I was playing the piano tonight. Correction: I don’t really play the piano. I was playing at the piano. I may not be particularly good, but I do enjoy it.
As I was playing at the piano, I suddenly had a sensation and asked myself a simple question: how long does a moment last? It’s a pretty straight forward question. How long does a moment last?
Well, you can probably think of it in any number of different ways. You can think of the moment as just literally a moment: a second, or some fraction of time, that gives you just enough opportunity to be able to perceive what is happening. It’s a “moment in time,” so to speak. That is one way to look at it. I guess we could probably say it’s a linear way.
At the same time, when you’re asking yourself that question – how long is a moment – the answer might also be relative. Relative to what? Well, probably your age.
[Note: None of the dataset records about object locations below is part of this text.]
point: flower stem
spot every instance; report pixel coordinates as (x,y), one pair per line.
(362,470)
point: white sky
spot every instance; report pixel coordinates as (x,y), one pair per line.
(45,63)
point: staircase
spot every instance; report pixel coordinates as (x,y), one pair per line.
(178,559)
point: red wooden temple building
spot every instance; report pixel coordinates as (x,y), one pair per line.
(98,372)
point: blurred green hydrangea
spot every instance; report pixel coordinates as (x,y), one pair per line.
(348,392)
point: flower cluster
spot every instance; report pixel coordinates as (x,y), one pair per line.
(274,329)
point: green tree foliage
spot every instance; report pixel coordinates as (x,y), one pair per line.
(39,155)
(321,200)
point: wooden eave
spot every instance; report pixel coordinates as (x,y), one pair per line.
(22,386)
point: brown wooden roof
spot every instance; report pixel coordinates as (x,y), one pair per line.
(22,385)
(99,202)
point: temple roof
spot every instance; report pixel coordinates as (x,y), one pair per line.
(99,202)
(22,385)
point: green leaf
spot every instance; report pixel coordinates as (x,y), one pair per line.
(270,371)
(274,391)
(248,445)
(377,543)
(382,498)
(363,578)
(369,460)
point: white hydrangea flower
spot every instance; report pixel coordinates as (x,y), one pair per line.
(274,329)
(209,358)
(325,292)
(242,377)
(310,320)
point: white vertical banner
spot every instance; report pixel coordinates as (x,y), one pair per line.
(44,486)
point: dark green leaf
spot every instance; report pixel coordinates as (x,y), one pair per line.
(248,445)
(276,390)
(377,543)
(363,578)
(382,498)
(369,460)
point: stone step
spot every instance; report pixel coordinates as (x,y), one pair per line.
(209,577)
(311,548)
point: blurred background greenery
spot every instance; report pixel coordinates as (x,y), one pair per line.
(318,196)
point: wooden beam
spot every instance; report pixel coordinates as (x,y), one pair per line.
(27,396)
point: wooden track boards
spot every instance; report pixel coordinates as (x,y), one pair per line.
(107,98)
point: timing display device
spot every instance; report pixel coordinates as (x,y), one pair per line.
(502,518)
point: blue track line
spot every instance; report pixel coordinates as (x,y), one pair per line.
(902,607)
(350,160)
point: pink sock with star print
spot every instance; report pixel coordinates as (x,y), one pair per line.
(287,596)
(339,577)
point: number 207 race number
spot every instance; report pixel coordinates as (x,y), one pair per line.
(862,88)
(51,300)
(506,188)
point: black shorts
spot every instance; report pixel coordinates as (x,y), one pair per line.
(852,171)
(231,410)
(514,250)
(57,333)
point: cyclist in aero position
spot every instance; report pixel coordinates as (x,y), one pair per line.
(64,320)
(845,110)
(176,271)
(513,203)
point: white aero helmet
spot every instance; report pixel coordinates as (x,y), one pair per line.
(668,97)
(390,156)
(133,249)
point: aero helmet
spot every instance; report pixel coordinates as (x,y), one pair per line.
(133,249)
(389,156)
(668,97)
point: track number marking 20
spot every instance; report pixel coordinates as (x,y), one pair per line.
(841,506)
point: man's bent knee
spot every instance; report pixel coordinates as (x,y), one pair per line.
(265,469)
A moment lasts a very different span of time to a 7 year old than a moment lasts in our final years of life.
I’m sure each one of us has experienced what my wife, friends and I talk about from time to time. Life has a tendency to accelerate the older we get. A moment is a whole lot faster today than it was when we were kids. When we were kids, a moment lasted forever. When we were five, one year was twenty percent of our lives and one moment a long fraction of that. But, when we are 70 or 80, or even 90, the denominator becomes so much bigger, which means that the result becomes fractionally smaller. Moments just simply speed by.
The irony, of course, is the faster they go by, the more we cherish them. When we are young, those moments are perceived as being so plentiful that they are almost limitless. We give them no great value. There are too many of them.
But as we get older, each moment becomes less and, in becoming less, we cherish them so much more.
How long does a moment last?
The answer might be staring us in the face.
Perhaps it lasts as long as we can stay fully present with it – however long that may be!